Adverse events were rare overall, and the percentage of infants with adverse events was similar across the three groups.
"Mass administration of azithromycin, limited to infants 1 to 11 months of age, did not result in lower infant or child mortality than placebo, regardless of whether azithromycin was delivered twice yearly or quarterly," they study authors wrote.
Evidence suggests that a mortality benefit may require targeting a wider age group.

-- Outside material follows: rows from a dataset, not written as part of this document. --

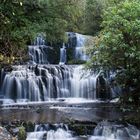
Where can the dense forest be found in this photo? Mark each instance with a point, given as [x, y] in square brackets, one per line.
[115, 24]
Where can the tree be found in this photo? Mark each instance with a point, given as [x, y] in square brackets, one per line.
[118, 44]
[21, 20]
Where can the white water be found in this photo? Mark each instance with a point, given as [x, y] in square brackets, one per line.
[80, 50]
[44, 83]
[38, 54]
[63, 55]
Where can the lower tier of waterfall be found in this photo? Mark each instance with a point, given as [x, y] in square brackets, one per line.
[45, 82]
[103, 131]
[51, 82]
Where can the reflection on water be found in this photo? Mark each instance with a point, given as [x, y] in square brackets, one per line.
[103, 131]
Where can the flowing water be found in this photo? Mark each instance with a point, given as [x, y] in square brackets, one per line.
[39, 82]
[103, 131]
[63, 55]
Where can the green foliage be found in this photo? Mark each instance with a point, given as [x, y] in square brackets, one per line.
[21, 20]
[118, 45]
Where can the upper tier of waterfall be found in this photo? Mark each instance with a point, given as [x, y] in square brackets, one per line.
[63, 55]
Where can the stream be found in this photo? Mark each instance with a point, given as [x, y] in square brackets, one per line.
[52, 95]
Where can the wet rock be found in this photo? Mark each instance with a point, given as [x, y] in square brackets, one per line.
[5, 135]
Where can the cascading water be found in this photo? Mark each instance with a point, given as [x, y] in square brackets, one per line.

The authors note the findings align with those of the 2024 AVENIR trial, which was conducted in Niger and found no significant reduction in mortality when twice-yearly administration of azithromycin was limited to infants aged 1 to 11 months.
"WHO guidelines currently recommend targeting infants 1 to 11 months of age if mass administration of azithromycin is considered for child survival," the authors of the new study concluded. "Although this focused approach will certainly limit the risk of antimicrobial resistance, the latest evidence suggests that a mortality benefit may require targeting a wider age group."